O ministro Alexandre de Moraes, do Supremo Tribunal Federal (STF), decretou nesta segunda-feira (4) a prisão domiciliar do ex-presidente Jair Bolsonaro (PL), após concluir que ele descumpriu medidas cautelares impostas no curso das investigações que apuram sua participação em uma suposta tentativa de golpe de Estado.

Segundo a decisão, Bolsonaro utilizou as redes sociais de aliados, incluindo seus filhos parlamentares — Eduardo Bolsonaro (PL-SP), Carlos Bolsonaro (Republicanos-RJ) e Flávio Bolsonaro (PL-RJ) — para divulgar conteúdos com “claro conteúdo de incentivo e instigação a ataques ao Supremo Tribunal Federal e apoio ostensivo à intervenção estrangeira no Poder Judiciário brasileiro”.

“No presente caso, não há dúvidas de que houve o descumprimento da medida cautelar imposta a Jair Messias Bolsonaro”, escreveu Moraes. Para o ministro, a atuação do ex-presidente, mesmo sem o uso direto de seus próprios perfis, configura uma burla deliberada à restrição que o proibia de utilizar redes sociais ou se comunicar com outros investigados.

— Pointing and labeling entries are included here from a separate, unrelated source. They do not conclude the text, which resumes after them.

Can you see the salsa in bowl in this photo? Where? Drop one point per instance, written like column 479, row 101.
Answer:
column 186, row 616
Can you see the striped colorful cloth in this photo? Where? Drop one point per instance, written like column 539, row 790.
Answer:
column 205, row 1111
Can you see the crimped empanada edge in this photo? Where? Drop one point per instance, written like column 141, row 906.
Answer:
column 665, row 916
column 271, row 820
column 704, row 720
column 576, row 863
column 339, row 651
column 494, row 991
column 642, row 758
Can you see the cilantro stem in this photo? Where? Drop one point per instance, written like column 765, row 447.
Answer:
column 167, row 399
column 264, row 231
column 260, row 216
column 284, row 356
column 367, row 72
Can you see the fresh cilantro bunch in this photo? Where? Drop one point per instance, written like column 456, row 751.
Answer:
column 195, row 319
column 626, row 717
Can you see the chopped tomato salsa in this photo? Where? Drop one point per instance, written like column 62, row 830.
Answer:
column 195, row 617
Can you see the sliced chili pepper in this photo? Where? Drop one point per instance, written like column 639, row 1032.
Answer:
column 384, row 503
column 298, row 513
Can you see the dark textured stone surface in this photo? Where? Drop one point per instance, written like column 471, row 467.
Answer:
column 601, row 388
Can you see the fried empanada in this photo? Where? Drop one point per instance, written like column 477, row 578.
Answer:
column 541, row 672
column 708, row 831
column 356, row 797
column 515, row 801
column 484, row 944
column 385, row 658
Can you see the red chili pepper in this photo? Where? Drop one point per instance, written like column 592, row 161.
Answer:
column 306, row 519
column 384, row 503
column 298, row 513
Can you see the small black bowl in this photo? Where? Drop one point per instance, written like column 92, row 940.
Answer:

Com base nisso, o magistrado determinou o cumprimento de prisão domiciliar no endereço residencial de Bolsonaro, impondo as seguintes condições:

  • uso obrigatório de tornozeleira eletrônica;
  • proibição de visitas, exceto familiares próximos e advogados constituídos;
  • recolhimento imediato de todos os celulares disponíveis no local da prisão.

A nova medida representa um agravamento significativo das restrições impostas ao ex-presidente, que já havia sido alvo de mandados de busca e apreensão, entrega de passaporte e bloqueio de comunicações, no contexto da investigação que apura sua suposta atuação para subverter o processo democrático após a derrota nas eleições de 2022.

Investigação em curso

Bolsonaro é investigado por suposta participação na elaboração de uma minuta de decreto de Estado de Defesa, que previa a reversão do resultado eleitoral, além de estimular setores das Forças Armadas a aderirem ao movimento. A apuração envolve aliados civis e militares, inclusive ex-ministros e integrantes de sua equipe de governo.

A decisão de Moraes vem na esteira de novos episódios de mobilização bolsonarista. No último domingo (3), manifestantes voltaram às ruas em cidades como São Paulo, Brasília e Rio de Janeiro, pedindo anistia e acusando o STF de perseguição política. Vídeos compartilhados nas redes mostraram, inclusive, faixas com apelos por intervenção militar e teorias da conspiração, que têm sido combatidas pelas instituições democráticas.

A defesa do ex-presidente ainda não se manifestou oficialmente sobre a decisão, mas deve recorrer ao plenário do Supremo nas próximas horas. Interlocutores próximos classificaram a medida como “extrema” e “desnecessária”.

Com a prisão domiciliar decretada, a expectativa é de novos desdobramentos nas investigações em curso. A Procuradoria-Geral da República deverá se posicionar sobre o mérito da decisão nas próximas etapas do processo.